I haven't been writing much lately. I think my mind has taken a hiatus to absorb all that transpired this year. I'm in a very different place - quite literally- than when I started back in January. This week a powerful storm blew in leaving a large white blanket of snow and a sense that the peaceful quiet of winter has settled in. Myself, I'm ready to settle in for a long winters rest. It's a good metaphor for the year. With each storm something blew away not needed any longer and left me freed up to live a fuller life. My yoga practice has changed radically, I can't really say where it is at the moment, where it will go, or what direction I'll follow. I'm just going with the restorative flow and allowing what happens to happen. My practice is part home, part studio and quite small. I appreciate my moments on the mat, but I don't feel pressured to squeeze the life out of it. I just let it unfold, even it that means a half hour in savansana, that's where it is right now and that the right place to be. My doctorate, a constant source of stress and exhaustion is a work in progress. Again no conclusions, I need to accept and breath through it and have faith, even though I can't see the forest from the trees at the moment. The biggest conclusion was knowing it was time to move out of an urban area and into our own home. So much work had been done over the course of our time in the condo. The list of people working in there was endless, but I don't think it was in vain. Eventually I'll sell it, in the meantime there is is, a monument to a chapter complete. I'm thankful everyday I had the opportunity, and endlessly thankful I don't live there anymore. Ironically, I struggle less with feeling over obligated although my daily commute has doubled, perhaps I'm just getting better at that one. I was reading Linda's Yoga Journey and she mentioned this was a year of endings but not ones filled with trauma, just things completed. I thought yeah, wow, that's it, and that's actually a really good thing. Thanks for sharing Linda, its just what I needed, perfect.
Wishing everyone good endings and sweet beginnings.

Sunday, December 12, 2010

Feeling State

The slow passion
to that deliberate progress

Thom Gunn

Wednesday, December 8, 2010

coffee breath


It's all about staying organized and the coffee of course! This has been an intense little period with big, big payoffs. I just completed a training that I've been involved in for most of the 2010 year. This month we met for our last session and completion felt wonderful. I also looked forward to seeing the people I've gotten used to spending time with from this training. I will miss not seeing them but I don't feel there is a loss here, but a gain. I've met some wonderful people and my profession is so small that we essentially know each other, so you never loose touch with people. I have final exam papers due this week and then I get some time to take long walks with the dogs, develop a home practice, take some yoga classes at the lovely new studio I have discovered and put the coffee down and have some long deep breaths instead.

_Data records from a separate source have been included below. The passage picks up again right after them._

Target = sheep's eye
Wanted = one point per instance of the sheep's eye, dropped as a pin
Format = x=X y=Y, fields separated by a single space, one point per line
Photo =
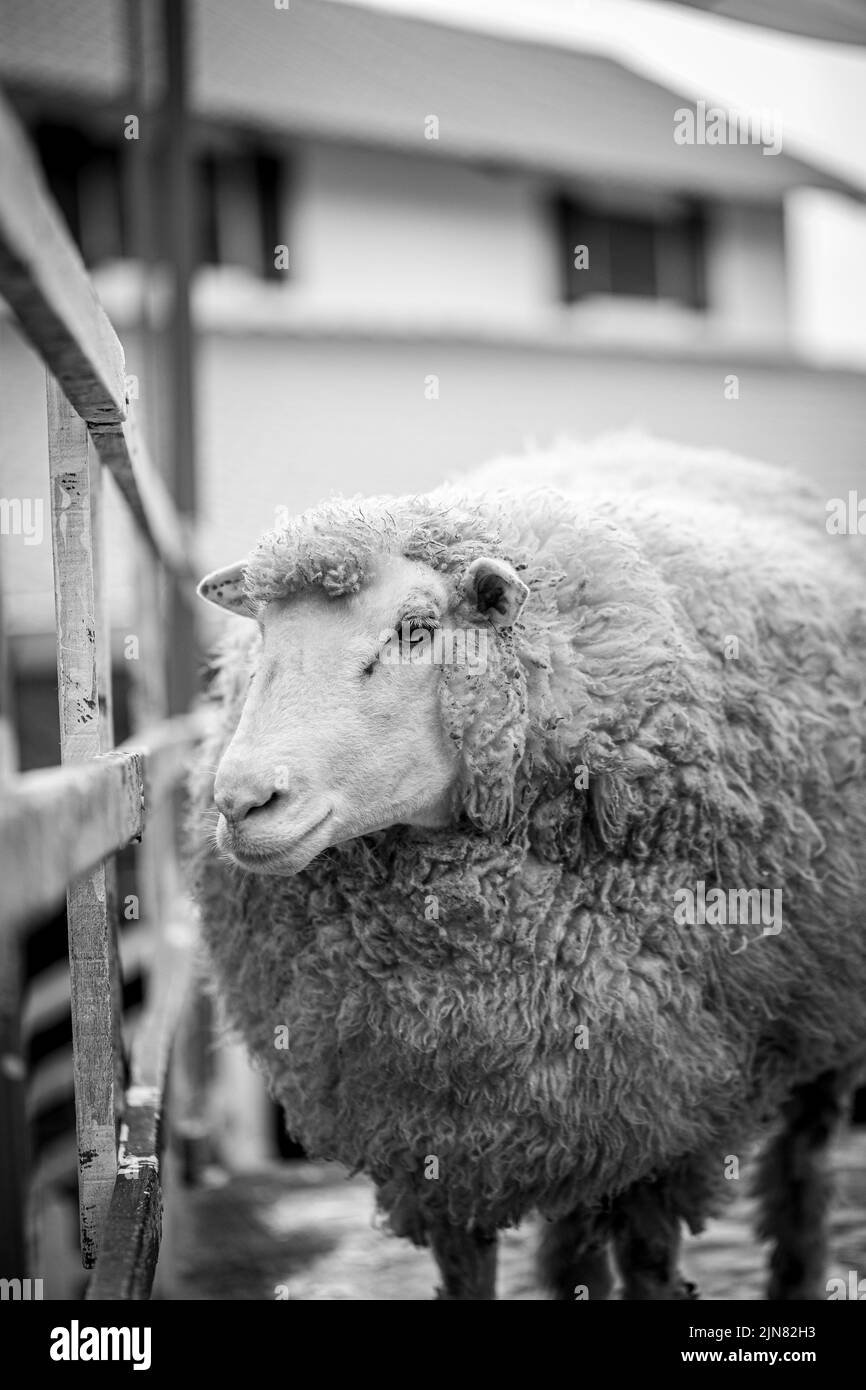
x=410 y=627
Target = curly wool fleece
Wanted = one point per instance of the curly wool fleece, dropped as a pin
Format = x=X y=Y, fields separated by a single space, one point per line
x=434 y=982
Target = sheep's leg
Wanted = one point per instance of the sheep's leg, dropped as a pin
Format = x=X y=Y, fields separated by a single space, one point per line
x=467 y=1262
x=794 y=1190
x=573 y=1257
x=647 y=1244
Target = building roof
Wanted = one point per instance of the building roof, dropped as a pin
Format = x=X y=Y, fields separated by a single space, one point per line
x=841 y=21
x=370 y=77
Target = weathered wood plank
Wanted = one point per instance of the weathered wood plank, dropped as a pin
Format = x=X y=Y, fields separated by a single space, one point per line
x=85 y=731
x=45 y=282
x=132 y=1230
x=124 y=452
x=13 y=1121
x=56 y=824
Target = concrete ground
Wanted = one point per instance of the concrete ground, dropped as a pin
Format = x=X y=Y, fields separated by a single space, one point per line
x=305 y=1232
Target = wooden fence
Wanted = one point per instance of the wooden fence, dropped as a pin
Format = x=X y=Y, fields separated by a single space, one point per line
x=60 y=827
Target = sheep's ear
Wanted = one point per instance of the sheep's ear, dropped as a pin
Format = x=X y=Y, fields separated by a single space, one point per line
x=225 y=590
x=496 y=591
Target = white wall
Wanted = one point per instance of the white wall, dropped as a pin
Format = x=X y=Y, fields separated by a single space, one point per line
x=387 y=230
x=747 y=284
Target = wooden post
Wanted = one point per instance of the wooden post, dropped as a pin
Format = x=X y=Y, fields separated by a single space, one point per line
x=13 y=1122
x=85 y=730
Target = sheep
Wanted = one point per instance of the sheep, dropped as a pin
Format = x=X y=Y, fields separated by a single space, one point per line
x=460 y=912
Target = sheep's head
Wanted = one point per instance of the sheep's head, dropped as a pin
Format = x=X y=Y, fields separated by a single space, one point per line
x=359 y=706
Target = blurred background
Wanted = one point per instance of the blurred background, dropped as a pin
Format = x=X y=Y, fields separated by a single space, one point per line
x=338 y=243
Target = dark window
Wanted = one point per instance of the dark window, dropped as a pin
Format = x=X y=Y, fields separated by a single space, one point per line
x=651 y=256
x=239 y=188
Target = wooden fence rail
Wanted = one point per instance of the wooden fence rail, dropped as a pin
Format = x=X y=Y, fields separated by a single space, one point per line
x=60 y=829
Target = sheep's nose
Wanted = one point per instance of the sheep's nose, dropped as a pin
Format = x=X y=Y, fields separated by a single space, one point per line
x=238 y=799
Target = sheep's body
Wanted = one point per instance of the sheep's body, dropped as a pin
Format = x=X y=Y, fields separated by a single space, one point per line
x=515 y=997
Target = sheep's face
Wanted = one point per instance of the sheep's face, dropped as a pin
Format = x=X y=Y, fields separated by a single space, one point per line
x=341 y=730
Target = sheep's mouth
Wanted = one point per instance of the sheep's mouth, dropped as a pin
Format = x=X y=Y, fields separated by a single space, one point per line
x=281 y=856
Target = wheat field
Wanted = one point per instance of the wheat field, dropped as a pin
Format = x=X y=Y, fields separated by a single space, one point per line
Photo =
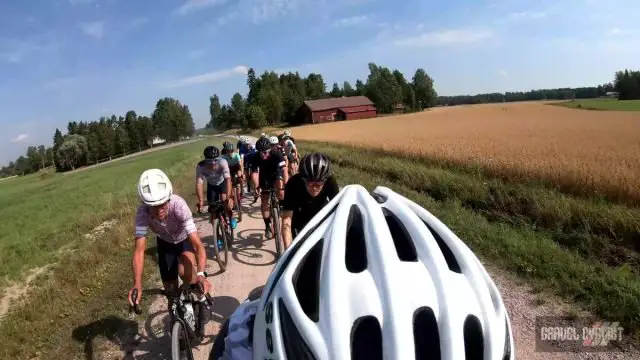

Wishing everyone good wishes and smooth sailing!

Sunday, December 5, 2010

Feeling the rush


The Busy Life
'Live life one day at a time.' L.G.H.
In the midst of a busy life a call yells out,
The beauty of the wild a beacon to a restless heart,
But amidst this busy life there's comfort
In the mind, and a constant thought of doubt
Secures the feet aground, the sound of waves ashore
That mingles with the breeze of dawn,
Tha sun lazily rising from the East, its rays reflects
The beauty a calm morning does bring,
The eyes that's closed can see the imaginings
Of minds that love the peace the wild does bring,
A walk by the shore, the bare feet touches the sand
Reminds the heart the beauty of life in the wilds,
Nature - sea and land - a balance to a restless busy mind
In constant thought of life in need of a balanced busy life.
'From the cubicle of my imaginings'
Jona PoloRamirez

Saturday, December 4, 2010

Spin, Dreydl, Spin

We are spinning our own fates, good or evil, and never to be undone. Every smallest stroke of virtue or of vice leaves its never-so-little scar.